The Underworld USA Trilogy is the collective name given to three novels by American crime author James Ellroy: American Tabloid (1995), The Cold Six Thousand (2001), and Blood's a Rover (2009).
The trilogy blends fiction and history to tell a story of political and legal corruption in the United States between 1958 and 1973. American Tabloid covers the years 1958 to 1963, beginning exactly five years before the assassination of John F. Kennedy, with the assassination as the book's dénouement. The Cold Six Thousand begins concurrently with the end of American Tabloid and covers a slightly longer period, culminating in the assassinations of Martin Luther King Jr. and Robert F. Kennedy in 1968. Blood's a Rover spans the years 1968 to 1973, encompassing the Vietnam War, the death of J. Edgar Hoover, the Black Power movement, the Mob's attempt to build casinos in the Dominican Republic, and the Nixon administration.
Ellroy has described the central themes of the trilogy:
The essential contention of the Underworld USA trilogy ... is that America was never innocent. Here's the lineage: America was founded on a bedrock of racism, slaughter of the indigenous people, slavery, religious lunacy ... and nations are never innocent. Let alone nations as powerful as our beloved fatherland. What you have in The Cold Six Thousand — which covers the years '63 to '68 — is that last gasp of pre-public-accountability America where the anti-communist mandate justified virtually any action. And it wasn't Kennedy's death that engendered mass skepticism. It was the protracted horror of the Vietnamese war.[1]
Real people who appear as characters in the trilogy include:John F. Kennedy, Robert F. Kennedy, Martin Luther King Jr., J. Edgar Hoover, Richard M. Nixon, Joseph P. Kennedy Sr., Jimmy Hoffa, Guy Banister, Howard Hughes, Sam Giancana, Carlos Marcello, Johnny Roselli, Jack Ruby, Chuck Rogers, Peter Lawford, Lyndon B. Johnson, Lee Harvey Oswald, J. D. Tippit, Lee Bowers, Betty McDonald,[2] [3] Jim Koethe,[4] Jack Zangetty,[5] [6] Hank Killiam,[7] Joseph Milteer,[8] [9] Bayard Rustin, James Earl Ray, Sirhan Sirhan, Sal Mineo, Moe Dalitz, Santo Trafficante Jr., Bebe Rebozo, E. Howard Hunt, Fred Otash, Sonny Liston, Thomas Reddin, and Joaquín Balaguer.
In most cases, the actions of the historical figures are not those of record.
Each novel is written from the viewpoint of three separate characters, as in Ellroy's previous books The Big Nowhere and L.A. Confidential.

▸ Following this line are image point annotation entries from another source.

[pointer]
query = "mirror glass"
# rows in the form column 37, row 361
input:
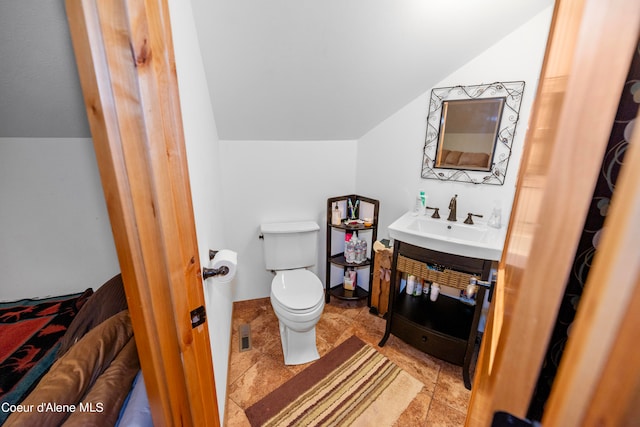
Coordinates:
column 470, row 131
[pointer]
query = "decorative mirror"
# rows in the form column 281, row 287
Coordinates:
column 470, row 132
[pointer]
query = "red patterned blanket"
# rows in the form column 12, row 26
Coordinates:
column 30, row 330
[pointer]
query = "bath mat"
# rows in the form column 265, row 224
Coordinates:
column 352, row 385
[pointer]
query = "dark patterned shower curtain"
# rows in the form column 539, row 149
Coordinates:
column 591, row 234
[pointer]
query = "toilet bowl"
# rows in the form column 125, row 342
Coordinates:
column 297, row 298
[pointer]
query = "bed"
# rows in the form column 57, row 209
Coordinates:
column 71, row 360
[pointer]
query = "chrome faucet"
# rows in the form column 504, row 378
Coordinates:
column 453, row 206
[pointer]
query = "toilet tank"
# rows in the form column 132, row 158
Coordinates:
column 290, row 245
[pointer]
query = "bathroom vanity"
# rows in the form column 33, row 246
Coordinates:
column 447, row 327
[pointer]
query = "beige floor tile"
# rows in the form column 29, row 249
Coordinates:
column 255, row 373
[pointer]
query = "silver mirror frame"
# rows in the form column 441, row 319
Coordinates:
column 512, row 92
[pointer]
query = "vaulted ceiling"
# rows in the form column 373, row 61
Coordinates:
column 276, row 70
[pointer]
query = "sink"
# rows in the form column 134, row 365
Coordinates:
column 476, row 241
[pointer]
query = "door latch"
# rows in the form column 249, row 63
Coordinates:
column 198, row 316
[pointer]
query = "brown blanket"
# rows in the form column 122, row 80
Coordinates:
column 89, row 383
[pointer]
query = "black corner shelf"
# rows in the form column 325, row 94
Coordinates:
column 338, row 259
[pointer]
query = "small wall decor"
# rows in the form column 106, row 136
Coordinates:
column 470, row 132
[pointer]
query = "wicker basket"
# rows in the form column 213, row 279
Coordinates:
column 452, row 278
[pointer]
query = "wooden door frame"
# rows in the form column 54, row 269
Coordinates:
column 587, row 60
column 124, row 53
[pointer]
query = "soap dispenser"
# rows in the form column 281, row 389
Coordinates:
column 495, row 220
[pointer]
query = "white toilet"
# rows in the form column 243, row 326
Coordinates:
column 297, row 294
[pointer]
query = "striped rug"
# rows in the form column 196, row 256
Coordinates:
column 352, row 385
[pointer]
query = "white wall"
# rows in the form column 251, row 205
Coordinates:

Each chapter focuses on a single protagonist in a third-person narrative that excludes any information of which he or she would be unaware. The protagonists are often policemen or former policeman, sometimes with a shared love interest.
As in many of his former novels, Ellroy includes excerpts from fictional newspaper articles, letters, confidential reports and memoranda. In this trilogy, he also includes imagined transcripts of bugged conversations and wire taps.